Introduction

The gluteus medius and minimus muscles have been referred to as the “rotator cuff of the hip” [14]. While pain over the greater trochanter has classically been associated with bursitis, gluteus medius and minimus tendinopathy may be a true underlying cause for greater trochanteric pain syndrome [512]. Rotator cuff tears of the shoulder have been described to show a progression of pathology from tendinosis to partial thickness tears to full thickness tears with subsequent muscle atrophy and secondary osteoarthritis [1318]. Rotator cuff tears of the shoulder have been treated aggressively in the early stages in order to avoid muscle atrophy and mechanical instability [1923]. Similar to the shoulder, it has been anecdotally noted from our experience that degeneration and tendon tear precede atrophy of the gluteus medius and minimus muscles and that these muscles commonly have disproportionate atrophy compared to the other muscles surrounding the hip. However, unlike the rotator cuff of the shoulder, the gluteus medius and minimus tendons rarely tear completely with muscle retraction based on our anecdotal experience. Nonetheless, while rotator cuff pathology of the shoulder may interfere with daily activities, atrophy of the gluteus muscles contributes to gait disturbance and increases the risk of fall-related fractures [2429]. While current treatment is primarily directed toward pain reduction, some surgeons have started to treat gluteus tendon tears aggressively with repair [3034] with recent literature showing successful outcomes of repair [35].

We sought to investigate the prevalence of gluteus medius and minimus tendinopathy and muscle atrophy with age using MRI. We also sought to describe the pattern of involvement of the different insertion sites of the gluteus medius tendon and the distribution of fatty atrophy of both the gluteus medius and minimus muscles.

Materials and methods

Institutional review board approval was obtained prior to the performance of this study. A retrospective review of records and images without informed consent was performed in accordance with Health Insurance Portability and Accountability Act.

Study design and patient selection

We performed a database search of our institution for all pelvic MRI reports between January 2010 and December 2011. The inclusion criterion was age ≥50 years.

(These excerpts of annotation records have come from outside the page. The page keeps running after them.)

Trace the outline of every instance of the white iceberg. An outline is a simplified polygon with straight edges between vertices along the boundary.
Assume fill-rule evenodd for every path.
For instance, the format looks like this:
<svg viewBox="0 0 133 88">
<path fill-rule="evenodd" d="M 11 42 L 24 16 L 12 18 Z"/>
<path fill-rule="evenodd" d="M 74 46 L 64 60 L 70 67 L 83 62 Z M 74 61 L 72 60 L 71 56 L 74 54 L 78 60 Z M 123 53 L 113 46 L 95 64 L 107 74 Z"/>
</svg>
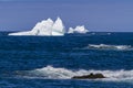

Exclusion criteria included hip surgery, fracture, infection or tumor, or inadequate image quality. A non-interpreting researcher stratified the available patients by decade group and randomly selected the study group to meet requirements of power analysis. A group sample size of 20 was calculated to achieve 96 % power to detect a difference between group proportions of 0.60 with an alpha target of 0.05. Patient history and physical examination related to pain over the greater trochanter were not available.

MRI protocol

MR imaging of the pelvis was performed using the standard protocol on a 1.5-T scanner using a body coil. Large field of view (36–40 cm), coronal T1-weighted spin echo (TE 10–20, TR 400–800), coronal short tau inversion recovery (TE 20–40, TR >2000), axial T1-weighted spin echo (TE 10–20, TR 400–800), axial T2-weighted fast spin-echo fat-saturated (TE 30–40, TR 3000), and sagittal T2-weighted fast spin echo fat-saturated (12–16 cm FOV, TE 40–50, TR >2000) sequences were acquired. A routine bony pelvis MRI included the area from the anterosuperior iliac spine to the ischia including both hips. Images were obtained using a slice thickness of 4–5 mm with a 1-mm gap.

Evaluation of MRI examinations

Two musculoskeletal radiologists with 24 and 28 years of experience were blinded and reviewed the MR examinations in consensus on a PACS (picture archiving and communication system) workstation. Both hips were evaluated for each individual.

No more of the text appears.